Perhaps, in one or more deposition cycle of copper layer, the pulse of cupric precursor, reducing gas pulse and the non-pulse between above-mentioned two kinds of pulses have at least a kind of pulse time-histories to have the different time length in the cycle.One or more deposition cycle in the cyclical deposition process of this embodiment, in the pulse of cupric precursor, reducing gas pulse, between the cycle, have at least one or more recurrence interval to have different numerical value between the non-pulse between pulse of cupric precursor and the reducing gas pulse and the non-pulse between reducing gas pulse and the pulse of cupric precursor.For example, the first deposition cycle (C ₁) the time-histories (T of cupric precursor pulse ₁), can be longer than or be shorter than subsequent deposition circulation (C ₂... C _n) in the time-histories (T of cupric precursor pulse ₁).Similarly, (C in first deposition cycle ₁) in reducing gas pulse time-histories and the time-histories in non-pulse cycle between pulse of cupric precursor and reducing gas pulse, also can be respectively and follow-up each deposition cycle (C ₂... C _n) in corresponding reducing gas pulse time-histories and non-pulse cycle between pulse of cupric precursor and reducing gas pulse have the identical or different time length.
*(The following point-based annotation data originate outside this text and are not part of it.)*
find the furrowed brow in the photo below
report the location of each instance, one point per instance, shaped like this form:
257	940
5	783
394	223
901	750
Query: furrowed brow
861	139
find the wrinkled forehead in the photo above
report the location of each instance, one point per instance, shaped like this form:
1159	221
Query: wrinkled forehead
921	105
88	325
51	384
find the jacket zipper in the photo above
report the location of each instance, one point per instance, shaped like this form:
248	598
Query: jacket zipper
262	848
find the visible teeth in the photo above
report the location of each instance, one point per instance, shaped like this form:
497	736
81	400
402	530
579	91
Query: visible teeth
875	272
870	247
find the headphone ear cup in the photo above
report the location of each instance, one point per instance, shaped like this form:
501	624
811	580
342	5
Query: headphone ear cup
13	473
Refer step 310, finish each deposition cycle (step 204 is to 308) after, will on base material, produce copper layer with a thickness.Look the certain device demand, may need the subsequent deposition circulation to reach the copper layer thickness of wanting.Therefore, repeatedly performing step 304 to 308 till reaching the copper layer thickness of wanting.Subsequently, when reaching the copper layer thickness of wanting, can be according to stopping to carry out technology shown in the step 212.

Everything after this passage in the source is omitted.